Jedes Unternehmen hat sie - aber jeder Mitarbeiter hat andere Vorstellungen von ihr. Sie wird von jedem einzelnen unmittelbar beeinflußt. Doch an der Aufgabe, sie in einer bestimmten Richtung zu beeinflussen, beißen sich unzählige Unternehmen die Zähne aus. Die Rede ist von der Unternehmenskultur, die – wenn sie stimmig ist – als Aushängeschild erfolgreicher Unternehmen gilt. Aber Vorsicht: Einige dieser „Vorzeigeunternehmen” haben sich noch nicht einmal explizit mit ihr beschäftigt.
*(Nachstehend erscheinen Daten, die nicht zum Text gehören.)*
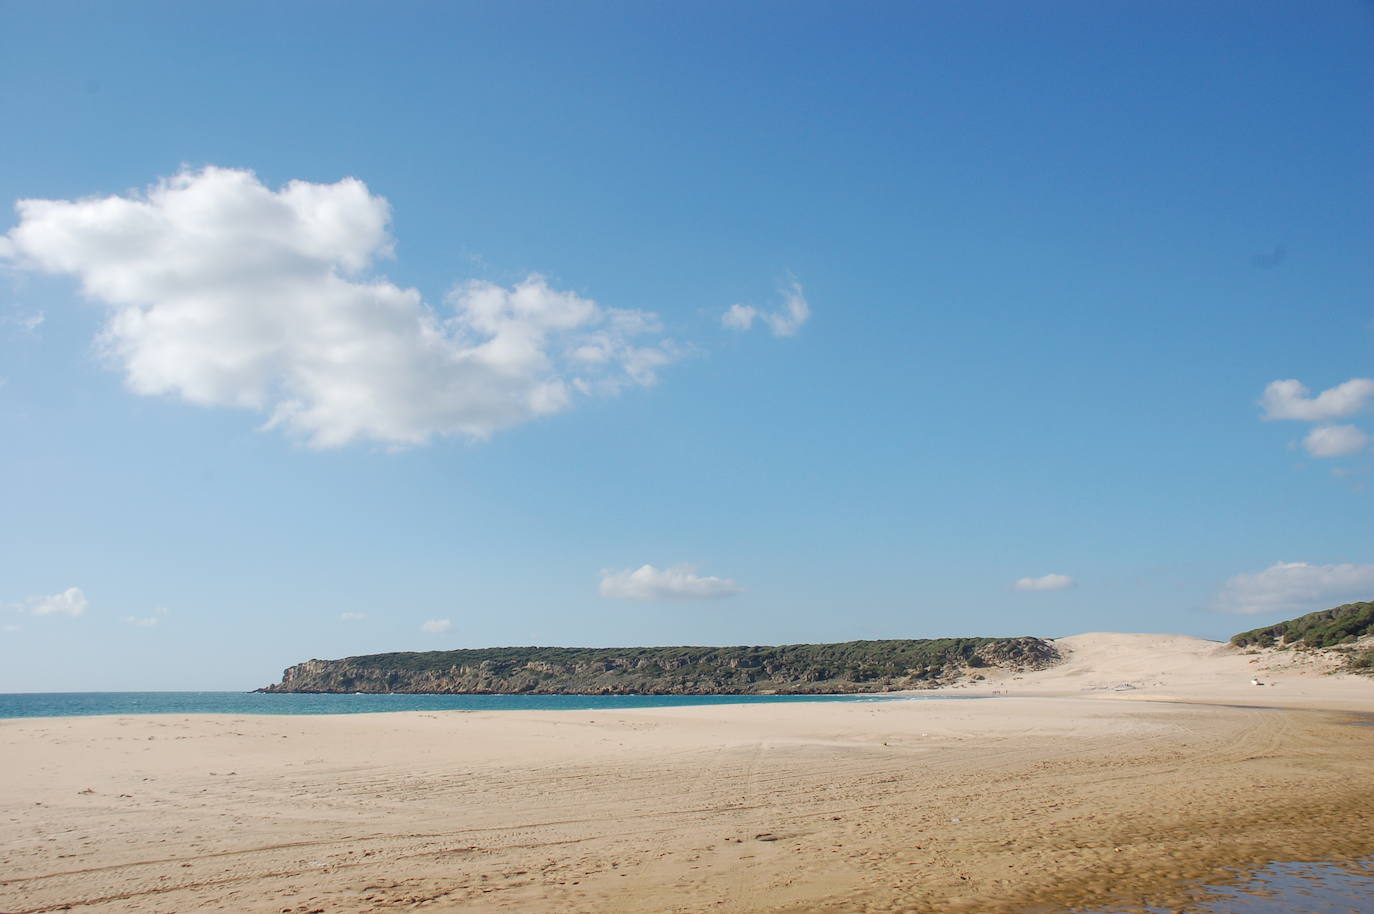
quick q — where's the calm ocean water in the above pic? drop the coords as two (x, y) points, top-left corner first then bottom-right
(0, 690), (973, 719)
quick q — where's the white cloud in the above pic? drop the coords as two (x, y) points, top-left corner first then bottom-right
(2, 307), (44, 337)
(598, 563), (742, 601)
(339, 611), (367, 621)
(721, 282), (810, 337)
(1, 167), (678, 448)
(721, 303), (758, 331)
(30, 587), (87, 616)
(1212, 561), (1374, 616)
(1261, 378), (1374, 422)
(122, 607), (169, 627)
(1013, 573), (1075, 592)
(1303, 424), (1368, 458)
(420, 618), (452, 634)
(1, 623), (21, 633)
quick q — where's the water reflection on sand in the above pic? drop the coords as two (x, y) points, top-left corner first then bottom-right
(1083, 857), (1374, 913)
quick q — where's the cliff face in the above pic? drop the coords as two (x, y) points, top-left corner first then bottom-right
(259, 637), (1061, 695)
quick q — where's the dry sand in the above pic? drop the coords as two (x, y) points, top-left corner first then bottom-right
(3, 634), (1373, 914)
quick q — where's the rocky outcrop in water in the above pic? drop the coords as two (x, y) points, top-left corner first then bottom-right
(258, 637), (1062, 695)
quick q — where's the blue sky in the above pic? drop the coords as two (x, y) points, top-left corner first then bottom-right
(2, 1), (1372, 690)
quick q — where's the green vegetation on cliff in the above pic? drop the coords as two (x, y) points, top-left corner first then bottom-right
(1230, 601), (1374, 673)
(259, 637), (1060, 695)
(1230, 601), (1374, 648)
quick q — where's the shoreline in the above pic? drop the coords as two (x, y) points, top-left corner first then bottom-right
(1, 690), (1364, 727)
(4, 634), (1372, 913)
(0, 690), (975, 723)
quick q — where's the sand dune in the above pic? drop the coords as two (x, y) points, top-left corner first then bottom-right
(959, 631), (1374, 710)
(2, 633), (1372, 914)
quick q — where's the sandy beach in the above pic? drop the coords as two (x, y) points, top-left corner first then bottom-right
(4, 634), (1373, 914)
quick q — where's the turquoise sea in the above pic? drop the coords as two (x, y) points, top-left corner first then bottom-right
(0, 690), (968, 719)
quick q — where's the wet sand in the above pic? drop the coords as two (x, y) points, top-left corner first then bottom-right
(3, 634), (1373, 914)
(1085, 856), (1374, 914)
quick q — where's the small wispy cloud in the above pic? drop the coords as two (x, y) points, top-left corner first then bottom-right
(30, 587), (88, 617)
(1260, 378), (1374, 422)
(123, 608), (169, 628)
(722, 282), (810, 338)
(721, 304), (760, 332)
(1, 307), (45, 336)
(599, 564), (742, 601)
(1303, 425), (1368, 458)
(339, 611), (367, 621)
(1258, 378), (1372, 466)
(420, 619), (452, 634)
(1211, 561), (1374, 616)
(1014, 574), (1075, 592)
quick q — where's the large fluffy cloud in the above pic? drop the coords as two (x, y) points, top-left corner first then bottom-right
(599, 563), (742, 600)
(1, 168), (677, 447)
(1260, 378), (1374, 422)
(1211, 561), (1374, 616)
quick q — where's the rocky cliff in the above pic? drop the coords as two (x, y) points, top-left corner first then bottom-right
(258, 637), (1061, 695)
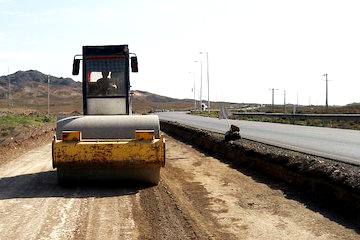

Manchmal hat die Diskussion um die Unternehmenskultur auch etwas schizoides: Sie soll – so sagt man – den Mitarbeitern sinnstiftende Orientierung für ihre Arbeit geben. Denn der alleinige, schnöde Zweck des Geldverdienens stelle für Unternehmen kein Ziel und für Mitarbeiter keine dauerhafte wie tiefere Befriedigung dar. Obligatorisch begründet wird dies mit Abraham Maslow und seiner berühmten Bedürfnispyramide. Begründet wird der Nutzen einer stimmigen Unternehmenskultur allerdings ebenso häufig mit dem schnöden Zweck: des größeren wirtschaftlichen Erfolgs gegenüber den Wettbewerbern.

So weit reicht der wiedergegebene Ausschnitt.